The basic pattern of the grammar is just like arithmetic expressions where:

You've actually seen something similar to this before back in 2017.

Kojoley commented 3 years ago

Could you please provide example?

... Yes, that would be a real world test case;

That was not convincing?
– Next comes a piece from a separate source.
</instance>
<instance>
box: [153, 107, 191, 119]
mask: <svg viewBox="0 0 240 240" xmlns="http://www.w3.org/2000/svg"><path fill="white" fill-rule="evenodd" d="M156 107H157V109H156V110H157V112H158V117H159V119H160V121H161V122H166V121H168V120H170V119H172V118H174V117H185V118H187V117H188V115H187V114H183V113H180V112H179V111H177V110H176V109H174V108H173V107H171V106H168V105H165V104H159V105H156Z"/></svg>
I am too lazy to search links, but here is another one https://stackoverflow.com/questions/43526708/optimizing-the-grammar

however, there's a simple way to generate any depth of recursion using this code:

Your example is too synthetic, why are there all these rules if they are not used except for the single one and r_*_def used directly instead. I understand that you can fix your generator, but it will not change much because IIUC the feature was implemented to allow writing inline self recursing parser, and that is not what you are doing. I do care that the feature might be misused by users, but unless it is a common pitfall I care about backward compatibility much more.